Is he looking for an elbow to the teeth?
He and Yost had been friends for years, but right now Webber was ready to pop him one. “I’m happy everyone is okay,” Webber said, exerting more control over himself.

Webber climbed the last set of aluminum stairs from the second deck and lowered his head as he followed Yost, stepping over the bottom of the watertight doorjamb. The hangar deck was bustling with activity as sailors and troops ducked in and out of the unit’s and the 160th’s open equipment containers. Maintenance crews were seen behind the roped-off area that held the spare AH-6 gunships, their wooden rocket cases, and the MH-6Ms, prepping to launch if the order came.

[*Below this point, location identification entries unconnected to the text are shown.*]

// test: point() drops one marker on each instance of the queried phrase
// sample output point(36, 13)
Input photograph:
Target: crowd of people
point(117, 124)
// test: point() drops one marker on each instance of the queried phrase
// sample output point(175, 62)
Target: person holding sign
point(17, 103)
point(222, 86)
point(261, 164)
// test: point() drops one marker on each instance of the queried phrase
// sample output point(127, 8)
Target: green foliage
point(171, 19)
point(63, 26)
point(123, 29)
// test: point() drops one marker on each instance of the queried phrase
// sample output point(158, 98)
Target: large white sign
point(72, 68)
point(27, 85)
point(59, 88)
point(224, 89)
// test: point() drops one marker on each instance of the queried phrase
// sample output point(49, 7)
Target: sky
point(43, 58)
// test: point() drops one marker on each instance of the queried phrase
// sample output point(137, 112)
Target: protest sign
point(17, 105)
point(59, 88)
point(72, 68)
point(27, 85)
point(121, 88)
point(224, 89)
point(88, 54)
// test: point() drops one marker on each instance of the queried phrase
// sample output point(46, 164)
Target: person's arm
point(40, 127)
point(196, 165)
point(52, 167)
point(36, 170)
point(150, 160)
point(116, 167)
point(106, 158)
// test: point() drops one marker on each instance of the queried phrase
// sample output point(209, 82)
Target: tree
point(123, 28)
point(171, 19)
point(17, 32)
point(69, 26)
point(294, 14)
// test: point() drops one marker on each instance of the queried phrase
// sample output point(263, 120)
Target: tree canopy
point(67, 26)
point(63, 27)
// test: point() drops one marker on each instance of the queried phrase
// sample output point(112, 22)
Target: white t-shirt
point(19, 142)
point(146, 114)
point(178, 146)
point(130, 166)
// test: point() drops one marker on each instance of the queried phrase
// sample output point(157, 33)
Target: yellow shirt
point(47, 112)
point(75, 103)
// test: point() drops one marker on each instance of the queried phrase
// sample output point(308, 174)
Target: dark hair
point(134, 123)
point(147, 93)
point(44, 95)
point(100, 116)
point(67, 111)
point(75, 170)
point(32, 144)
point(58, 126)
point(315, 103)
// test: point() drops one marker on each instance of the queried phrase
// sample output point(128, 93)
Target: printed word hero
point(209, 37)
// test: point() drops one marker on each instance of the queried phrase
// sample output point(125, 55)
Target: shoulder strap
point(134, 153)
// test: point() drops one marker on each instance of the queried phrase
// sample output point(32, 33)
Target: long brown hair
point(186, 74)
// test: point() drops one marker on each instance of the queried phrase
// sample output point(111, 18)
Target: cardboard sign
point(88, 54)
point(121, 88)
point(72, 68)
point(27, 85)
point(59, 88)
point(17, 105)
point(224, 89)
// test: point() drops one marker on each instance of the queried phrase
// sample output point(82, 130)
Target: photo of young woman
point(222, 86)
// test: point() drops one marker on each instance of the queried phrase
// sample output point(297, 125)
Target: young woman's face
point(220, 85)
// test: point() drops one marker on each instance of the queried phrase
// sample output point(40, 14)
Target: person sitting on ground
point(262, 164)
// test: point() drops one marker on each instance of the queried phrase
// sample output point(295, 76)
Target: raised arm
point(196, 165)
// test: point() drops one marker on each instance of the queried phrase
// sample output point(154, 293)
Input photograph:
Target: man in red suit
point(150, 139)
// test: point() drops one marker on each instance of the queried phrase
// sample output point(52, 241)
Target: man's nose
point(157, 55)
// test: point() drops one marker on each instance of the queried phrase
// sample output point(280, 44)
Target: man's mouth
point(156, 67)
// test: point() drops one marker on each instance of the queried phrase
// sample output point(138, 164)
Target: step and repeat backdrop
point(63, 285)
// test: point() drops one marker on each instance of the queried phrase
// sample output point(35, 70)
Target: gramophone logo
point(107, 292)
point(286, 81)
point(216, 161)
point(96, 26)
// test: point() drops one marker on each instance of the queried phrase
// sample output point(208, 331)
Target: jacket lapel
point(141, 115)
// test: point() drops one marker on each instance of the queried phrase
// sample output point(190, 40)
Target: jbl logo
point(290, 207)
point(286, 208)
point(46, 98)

Hangar deck elevator number two lowered from the flight deck on the starboard side of the ship. Backlit by the moonlight bouncing off the dark blue sky, a dozen or so silhouettes stood on the elevator as it slowly came into view.

Webber saw Kolt’s feet first as the elevator cleared the outer edge of the flight deck and continued to lower a half foot per second. Behind Kolt, Slapshot was visible, and nearby two SEALs, one holding a K9 in his arms, and just behind them the two Little Bird pilots. Webber marveled at Raynor’s nine lives. The soldier was a lot like the USS
Ponce
in that regard. Two years ago the ship was to be decommissioned, but all that changed when U.S. Central Command realized they needed a floatable forward staging base to handle contingencies in the Middle East and off the coast of Africa. Now, instead of being so many car parts or flying the flag of some third-world ally, the USS
Ponce
was a refitted fighting machine, and had become the first ever laser weapon system.

Webber and Yost stood a few feet from Kolt as the medics went to work. They used medical scissors to cut off his horse collar and assault vest, then drew the scissors up his arms, cutting the polypropylene dry suit away from his body.

“You cut into me and I’ll sic that damn dog on you,” Kolt growled. “And I could have just taken the assault vest off. You didn’t have to ruin it.”

Webber chuckled to himself.

As Yost moved off to check on his SEALs, Webber moved in closer to Raynor. A dozen or so medics were checking the survivors’ vitals. Webber noticed the blood running down Kolt’s face.